A close-up of the drill mechanism. In the centre is the hollow drill bit, which cuts into rock and gathers sample powder. The drum at the base of the drill is the first part of the sample collection mechanism. Also of this used to be extended up against a rock sample by the drill feed mechanism. Just visible cutting across the bottom right corner of the image is one of the two contact posts. The second post can be seen in part in the top right corner of the image. These are used to hold the rover’s robot arm steady against a target rock surface while the drill is extended for sample-gathering operations. Credit: NASA

On Saturday, May 19th, and following further tests using Curiosity’s Earth-base test bed twin, the command was sent to Mars for Curiosity to carry out a second drilling test using both the FED approach and with the drill percussive action enabled. Unlike the February test, however, this one has an additional goal: to actually recover a special sample of rock.

For the last couple of months, the rover has been making its way along a feature on “Mount Sharp” dubbed “Vera Rubin Ridge”, toward an uphill area enriched in clay minerals that the science team is eager to explore. In doing so, the rover passed a distinct rock formation that could fill a gap in the science team’s knowledge about Mount Sharp and its formation.
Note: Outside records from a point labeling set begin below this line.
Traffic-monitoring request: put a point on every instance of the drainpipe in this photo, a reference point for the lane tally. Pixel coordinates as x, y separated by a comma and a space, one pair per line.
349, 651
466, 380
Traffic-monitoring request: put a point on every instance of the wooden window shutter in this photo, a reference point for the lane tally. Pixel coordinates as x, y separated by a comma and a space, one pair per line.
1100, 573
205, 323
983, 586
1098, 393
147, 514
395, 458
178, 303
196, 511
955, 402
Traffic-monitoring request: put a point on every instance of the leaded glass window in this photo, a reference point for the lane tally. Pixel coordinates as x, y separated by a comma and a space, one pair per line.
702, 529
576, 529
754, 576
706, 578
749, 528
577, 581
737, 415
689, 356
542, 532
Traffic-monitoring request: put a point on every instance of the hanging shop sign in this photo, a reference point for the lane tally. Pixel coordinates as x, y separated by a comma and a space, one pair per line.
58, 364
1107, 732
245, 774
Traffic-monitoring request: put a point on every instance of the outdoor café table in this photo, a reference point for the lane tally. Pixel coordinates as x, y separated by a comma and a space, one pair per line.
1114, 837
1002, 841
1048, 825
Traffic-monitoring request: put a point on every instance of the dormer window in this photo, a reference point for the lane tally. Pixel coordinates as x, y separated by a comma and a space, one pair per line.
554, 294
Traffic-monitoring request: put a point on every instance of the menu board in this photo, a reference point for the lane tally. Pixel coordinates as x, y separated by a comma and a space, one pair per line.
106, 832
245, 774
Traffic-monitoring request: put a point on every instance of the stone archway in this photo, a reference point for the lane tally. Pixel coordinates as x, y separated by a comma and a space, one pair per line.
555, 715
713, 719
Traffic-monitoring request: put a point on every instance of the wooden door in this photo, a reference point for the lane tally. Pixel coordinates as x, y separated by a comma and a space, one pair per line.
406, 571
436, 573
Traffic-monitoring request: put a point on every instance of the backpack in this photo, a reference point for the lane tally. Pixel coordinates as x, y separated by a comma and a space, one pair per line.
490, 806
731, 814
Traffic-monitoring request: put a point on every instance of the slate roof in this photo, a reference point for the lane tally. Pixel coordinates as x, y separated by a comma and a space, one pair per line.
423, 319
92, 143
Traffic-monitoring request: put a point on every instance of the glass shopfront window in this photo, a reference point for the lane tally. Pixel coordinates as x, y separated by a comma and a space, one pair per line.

Testing the FED / percussion approach to drilling on Earth using Curiosity’s test-bed “twin”. Not how the drill head (centre) is fully extended, so the contact posts cannot be used. Forward pressure on the drill is being provided entirely by the rover’s robot arm. Credit: NASA/JPL

Given the progress made in trying to get the drill working again, the decision was made to reverse Curiosity’s course in mid-April and drive back to the rock formation in the hope that the May 19th test could gather a sample from it. Commenting on the decision, Curiosity principal scientist Ashwin Vasavada  said, “Every layer of Mount Sharp reveals a chapter in Mars’ history. Without the drill, our first pass through this layer was like skimming the chapter. Now we get a chance to read it in detail.”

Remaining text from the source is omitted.